Si la política democrática deja de hablar del futuro, el presente canibaliza la realidad y el pasado se vuelve atractivo y nostálgico. La democracia era –y es– un proyecto para ganar el futuro, para moldearlo. Y el progreso (económico, social, tecnológico), su instrumento más eficaz. Así, democracia, progreso y futuro se entrelazaban hasta esta­blecer relaciones causales sólidas, que generaban confianza y seguridad. Y el tiempo, la progresividad y la universalización de derechos y oportunidades eran los escalones del presente para alcanzar un futuro prometedor, superador y redentor.

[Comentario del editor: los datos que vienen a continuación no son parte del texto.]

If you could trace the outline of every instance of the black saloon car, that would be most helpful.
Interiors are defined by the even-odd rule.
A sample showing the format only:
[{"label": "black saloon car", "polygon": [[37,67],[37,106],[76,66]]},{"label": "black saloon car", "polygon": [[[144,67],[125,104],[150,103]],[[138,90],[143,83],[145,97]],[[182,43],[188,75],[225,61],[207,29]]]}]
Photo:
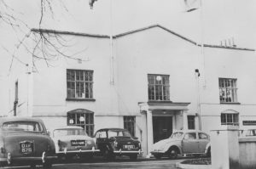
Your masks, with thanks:
[{"label": "black saloon car", "polygon": [[137,160],[137,155],[143,153],[141,143],[125,129],[100,129],[96,132],[95,138],[100,155],[108,159],[113,159],[116,155],[127,155],[131,160]]}]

Sin embargo, en el último tiempo esa capacidad de moldear nuestros imaginarios políticos ha perdido iniciativa ante otra vertiente más enfocada en justificar lo que hemos construido. El politólogo británico Jonathan White, que acaba de publicar In the long run: The future as a political idea, reclama volver a poner el futuro en el centro de la escena, no solo para salvar a la democracia, sino también para consolidar una respuesta viable a los principales desafíos que hoy enfrenta la humanidad.

Cuando dejamos de hablar del futuro, por miedo, duda o por desconfianza, este deja de ser un objetivo compartido para ser un horizonte sombrío. La aceleración de la historia y de nuestras vidas hace que reduzcamos el debate sobre el futuro a la ciencia ficción o al panóptico digital y artificial.

White nos anima a “no perder de vista los horizontes más lejanos de los que dependen las intervenciones progresistas”. Y concluye: “La democracia, una forma orientada al futuro, siempre necesariamente inacabada”. De ahí que la esperanza (y la confianza) en alcanzar los sueños y mejorar las realidades sea la energía democrática más poderosa. Mientras haya esperanza en el futuro, habrá democracia. Si eso no sucede, el pasado caerá, rápidamente, como una noche helada y fría sobre nuestras vidas­.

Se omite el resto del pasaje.